Oracle Database Lost Write Detection & Recovery Options

  • What is a lost write?

lost write occurs when an I/O subsystem acknowledges the completion of the block write even though the writers did not occur in the first place. Another situation is when a former image of the block overwrites the current block image.

  • Error Symptoms:

The ORA-600 [3020] stuck recovery error could occur on the Standby database for several reasons including & ORA-752

IMPORTANT REMARK: Do NOT repair the Standby by restoring a backup taken from the Primary, as that will lead to corrupting the Standby also!

  • Possible ACTIONS:
  1. First, immediately Open a Case with Oracle Support !
  • An ORA-752 error definitively identifies a lost write on the Primary. Consider failing over to the Standby immediately if data integrity is critical and some data loss is acceptable.
  • Inspect the alert log file for more information (take backup of the alert log file to offsite place).
  • Inspect the trace files generated using the view:

SQL> select originating_timestamp,detailed_location,message_level,message_text,problem_key from  V$diag_alert_ext where message_level=1 and message_text like’%ORA-00600%’ order by originating_timestamp desc;

  • Inspect OS logs:

cd /var/log

ls -l message*

  • Perform multiple dumps so Oracle support can review:

Dump of the controlfiles

SQL> alter session set events ‘immediate trace name controlf level xx’;

Dump of the datafile headers:

SQL> alter session set events ‘immediate trace name file_hdrs level 10’;

Dump of the redo log headers:

SQL> alter session set events ‘immediate trace name redohdr level 10’;

  • The alert log message will provide the datafile number along with the corresponding block number (replace &file_number, &block_number values):

SQL> spool /exp/oraxx1/corrupted_file_info.txt

SQL> Select * from DBA_EXTENTS where FILE_ID=&file_number and  &block_number BETWEEN BLOCK_ID and BLOCK_ID+BLOCKS-1;

SQL> spool off;

SQL> spool /exp/oraxx1/object_number.txt

SQL> Select * from DBA_OBJECTS    where DATA_OBJECT_ID = &object_number;

SQL> spool off;

  • If feasible/possible, drop and recreate the affected objects on the PRIMARY database (perform good analysis):

Once the objects have been recreated, use the following procedure to skip corrupted block on the STANDBY DB:

Temporarily disable lost write protection on the standby:

SQL> ALTER SYSTEM SET DB_LOST_WRITE_PROTECT = NONE;

Allow recovery to proceed in spite of block corruptions by running the RECOVER command with the ALLOW n CORRUPTION clause, where n is the number of allowable corrupt blocks.

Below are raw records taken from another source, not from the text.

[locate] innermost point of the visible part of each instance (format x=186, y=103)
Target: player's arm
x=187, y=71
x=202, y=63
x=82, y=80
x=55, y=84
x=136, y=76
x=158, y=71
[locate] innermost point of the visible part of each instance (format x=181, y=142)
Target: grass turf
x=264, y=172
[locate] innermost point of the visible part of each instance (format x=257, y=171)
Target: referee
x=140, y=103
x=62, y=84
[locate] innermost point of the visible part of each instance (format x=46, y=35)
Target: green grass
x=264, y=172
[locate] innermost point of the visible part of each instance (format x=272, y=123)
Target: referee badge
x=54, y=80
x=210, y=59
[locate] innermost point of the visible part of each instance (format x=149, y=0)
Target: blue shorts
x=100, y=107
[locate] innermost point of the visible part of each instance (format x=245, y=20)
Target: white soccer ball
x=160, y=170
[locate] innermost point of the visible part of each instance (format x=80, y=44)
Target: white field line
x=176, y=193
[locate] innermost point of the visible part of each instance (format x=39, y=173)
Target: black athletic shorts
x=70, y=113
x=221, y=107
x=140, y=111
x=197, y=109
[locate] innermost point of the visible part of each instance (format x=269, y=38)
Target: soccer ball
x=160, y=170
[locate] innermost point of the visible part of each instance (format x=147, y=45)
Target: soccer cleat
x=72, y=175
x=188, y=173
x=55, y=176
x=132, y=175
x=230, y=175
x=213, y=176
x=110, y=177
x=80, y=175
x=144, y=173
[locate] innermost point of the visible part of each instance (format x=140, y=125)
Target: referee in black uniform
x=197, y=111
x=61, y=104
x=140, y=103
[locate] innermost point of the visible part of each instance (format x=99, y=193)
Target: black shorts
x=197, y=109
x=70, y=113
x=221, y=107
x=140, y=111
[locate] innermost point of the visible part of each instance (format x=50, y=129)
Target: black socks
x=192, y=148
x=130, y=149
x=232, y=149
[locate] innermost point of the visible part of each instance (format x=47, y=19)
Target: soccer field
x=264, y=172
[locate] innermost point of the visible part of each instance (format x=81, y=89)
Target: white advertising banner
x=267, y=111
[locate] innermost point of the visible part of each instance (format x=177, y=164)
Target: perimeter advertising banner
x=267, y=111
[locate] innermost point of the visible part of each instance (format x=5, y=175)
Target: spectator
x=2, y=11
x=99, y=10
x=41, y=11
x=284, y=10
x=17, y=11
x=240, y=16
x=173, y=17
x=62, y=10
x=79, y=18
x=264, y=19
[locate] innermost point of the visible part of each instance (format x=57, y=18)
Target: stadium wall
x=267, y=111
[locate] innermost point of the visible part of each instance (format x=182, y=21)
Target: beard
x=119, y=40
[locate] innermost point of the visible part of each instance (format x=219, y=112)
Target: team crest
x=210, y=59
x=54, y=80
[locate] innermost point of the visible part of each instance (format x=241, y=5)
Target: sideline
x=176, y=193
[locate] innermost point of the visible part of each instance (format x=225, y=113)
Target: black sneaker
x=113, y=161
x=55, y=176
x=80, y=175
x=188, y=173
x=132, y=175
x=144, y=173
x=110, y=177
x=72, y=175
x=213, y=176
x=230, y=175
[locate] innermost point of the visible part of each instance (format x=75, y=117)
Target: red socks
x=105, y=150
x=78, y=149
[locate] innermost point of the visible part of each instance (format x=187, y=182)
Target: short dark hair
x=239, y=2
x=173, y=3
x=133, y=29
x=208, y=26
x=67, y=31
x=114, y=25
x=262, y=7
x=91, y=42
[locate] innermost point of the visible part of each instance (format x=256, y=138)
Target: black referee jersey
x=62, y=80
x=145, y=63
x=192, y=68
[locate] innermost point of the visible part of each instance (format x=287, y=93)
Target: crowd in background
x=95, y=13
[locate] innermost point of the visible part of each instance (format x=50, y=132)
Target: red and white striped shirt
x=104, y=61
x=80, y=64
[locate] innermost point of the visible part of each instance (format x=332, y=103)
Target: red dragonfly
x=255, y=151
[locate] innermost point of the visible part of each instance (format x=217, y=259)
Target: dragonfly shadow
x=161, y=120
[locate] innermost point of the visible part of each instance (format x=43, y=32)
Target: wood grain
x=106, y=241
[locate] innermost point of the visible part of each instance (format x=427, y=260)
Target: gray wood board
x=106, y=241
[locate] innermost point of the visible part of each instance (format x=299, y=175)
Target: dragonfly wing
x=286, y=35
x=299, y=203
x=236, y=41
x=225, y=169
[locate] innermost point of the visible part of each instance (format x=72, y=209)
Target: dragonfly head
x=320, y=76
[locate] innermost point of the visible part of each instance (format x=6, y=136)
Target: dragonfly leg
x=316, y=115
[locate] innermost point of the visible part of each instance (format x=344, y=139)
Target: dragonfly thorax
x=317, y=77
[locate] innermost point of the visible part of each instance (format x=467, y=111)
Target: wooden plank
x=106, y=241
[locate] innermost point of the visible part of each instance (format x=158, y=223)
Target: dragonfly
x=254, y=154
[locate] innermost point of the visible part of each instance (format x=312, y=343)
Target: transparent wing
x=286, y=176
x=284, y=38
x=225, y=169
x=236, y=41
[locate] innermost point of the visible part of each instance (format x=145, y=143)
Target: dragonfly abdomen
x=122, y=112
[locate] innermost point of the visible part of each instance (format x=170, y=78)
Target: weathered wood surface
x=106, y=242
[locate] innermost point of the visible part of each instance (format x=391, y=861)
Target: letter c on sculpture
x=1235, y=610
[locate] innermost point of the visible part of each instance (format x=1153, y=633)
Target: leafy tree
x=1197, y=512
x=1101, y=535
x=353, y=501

SQL> alter database recover automatic standby database

      allow 1 corruption;

Once the alert log indicates the blocks have been marked corrupt, restart managed recovery.

SQL> alter database recover cancel;

 SQL> alter database recover managed standby database using current logfile disconnect;

  • If the affected objects cannot be recreated then activate the standby database. By activating the standby database you will be experiencing data loss but data integrity will be ensured.

Issue the following SQL statement on the standby database to convert it to a primary:

SQL> ALTER DATABASE ACTIVATE STANDBY DATABASE;

Then, immediately backup the database (ALL standby databases Linux Host Names are included in NetBackup backup policy)

Backup the database against the standby recovery catalog

  • Detecting & Protecting Against Lost Writes

Set DB_LOST_WRITE_PROTECT to TYPICAL on primary and standby databases, if your database is 18c you can utilize the new feature “shadow tablespace”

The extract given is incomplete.